Created new composite features by combining related raw indicators to capture complex aspects of health and healthcare systems more effectively. For example, the Healthcare Capacity Index averages hospital beds, nurses, and physicians per 1,000 population to measure healthcare availability. These engineered features simplify modeling and enhance interpretability in subsequent analyses.

## **Quality Tests**

In [34]:

# Data Quality Tests

# Test 1: No missing values
numeric_all = df_enriched.select_dtypes(include=[np.number]).columns
missing_count = df_enriched[numeric_all].isnull().sum().sum()
assert missing_count == 0, f"Missing values still present: {missing_count}"
print("Test 1 PASSED: No missing values in numeric columns")

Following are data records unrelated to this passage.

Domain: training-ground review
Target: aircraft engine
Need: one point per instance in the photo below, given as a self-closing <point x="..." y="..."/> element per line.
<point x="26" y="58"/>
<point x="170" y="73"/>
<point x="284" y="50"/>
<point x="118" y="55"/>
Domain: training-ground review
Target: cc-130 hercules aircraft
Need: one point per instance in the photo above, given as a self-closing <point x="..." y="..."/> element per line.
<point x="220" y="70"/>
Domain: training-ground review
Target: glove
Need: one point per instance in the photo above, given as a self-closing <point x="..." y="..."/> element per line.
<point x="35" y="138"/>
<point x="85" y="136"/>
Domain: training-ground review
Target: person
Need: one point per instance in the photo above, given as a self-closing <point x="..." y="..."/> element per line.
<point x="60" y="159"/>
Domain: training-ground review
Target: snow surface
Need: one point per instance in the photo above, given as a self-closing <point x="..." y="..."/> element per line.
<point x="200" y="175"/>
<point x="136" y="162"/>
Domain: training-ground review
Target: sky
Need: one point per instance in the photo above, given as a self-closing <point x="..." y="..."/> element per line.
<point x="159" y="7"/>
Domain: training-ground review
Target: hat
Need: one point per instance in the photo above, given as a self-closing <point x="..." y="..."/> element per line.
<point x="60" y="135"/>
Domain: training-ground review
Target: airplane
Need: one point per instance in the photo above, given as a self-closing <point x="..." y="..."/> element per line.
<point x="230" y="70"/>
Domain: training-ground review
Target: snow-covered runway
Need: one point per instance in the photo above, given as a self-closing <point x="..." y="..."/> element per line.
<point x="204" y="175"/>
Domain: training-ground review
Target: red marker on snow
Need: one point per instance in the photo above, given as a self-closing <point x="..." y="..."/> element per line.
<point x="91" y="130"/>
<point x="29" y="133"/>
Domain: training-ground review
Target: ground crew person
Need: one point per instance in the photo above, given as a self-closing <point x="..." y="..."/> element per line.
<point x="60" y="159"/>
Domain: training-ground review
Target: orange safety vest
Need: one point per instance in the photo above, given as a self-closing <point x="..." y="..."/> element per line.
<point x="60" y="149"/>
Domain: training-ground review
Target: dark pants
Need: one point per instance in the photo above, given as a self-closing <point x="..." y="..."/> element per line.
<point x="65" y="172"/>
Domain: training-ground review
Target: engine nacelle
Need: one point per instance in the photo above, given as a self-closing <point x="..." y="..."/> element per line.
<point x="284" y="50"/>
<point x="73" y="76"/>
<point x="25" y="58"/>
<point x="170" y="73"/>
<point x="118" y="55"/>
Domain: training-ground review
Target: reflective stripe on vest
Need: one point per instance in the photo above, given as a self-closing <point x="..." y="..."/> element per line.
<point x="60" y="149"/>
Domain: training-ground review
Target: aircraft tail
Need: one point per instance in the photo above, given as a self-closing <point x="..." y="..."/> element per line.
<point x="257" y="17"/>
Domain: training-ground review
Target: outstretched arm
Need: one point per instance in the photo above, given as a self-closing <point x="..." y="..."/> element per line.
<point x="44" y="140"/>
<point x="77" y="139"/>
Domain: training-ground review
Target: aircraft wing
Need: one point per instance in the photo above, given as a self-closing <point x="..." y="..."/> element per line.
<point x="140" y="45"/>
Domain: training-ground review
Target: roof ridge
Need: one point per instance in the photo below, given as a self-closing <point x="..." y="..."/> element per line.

# Test 2: Reasonable number of countries
assert len(df_enriched) >= 100, f"Too few countries: {len(df_enriched)}"
print(f"Test 2 PASSED: Reasonable country count ({len(df_enriched)} countries)")

# Test 3: Life expectancy in valid range
assert (df_enriched['life_expectancy'] > 40).all(), "Invalid life expectancy values"
print(f"Test 3 PASSED: All life expectancy values > 40 years")

# Test 4: No negative spending
assert (df_enriched['health_expenditure_usd'] >= 0).all(), "Negative health spending"
print(f"Test 4 PASSED: No negative health expenditure values")

# Test 5: Data shape reasonable
assert df_enriched.shape[0] > 0 and df_enriched.shape[1] > 14, "Data shape invalid"
print(f"Test 5 PASSED: Data shape is valid {df_enriched.shape}\n")


Test 1 PASSED: No missing values in numeric columns
Test 2 PASSED: Reasonable country count (210 countries)
Test 3 PASSED: All life expectancy values > 40 years
Test 4 PASSED: No negative health expenditure values
Test 5 PASSED: Data shape is valid (210, 22)



I conducted quality assurance checks to validate the data after cleaning and enrichment. This included verifying that no critical missing values remain, ensuring the dataset size is as expected, and confirming all variable values lie within logical and medically plausible ranges.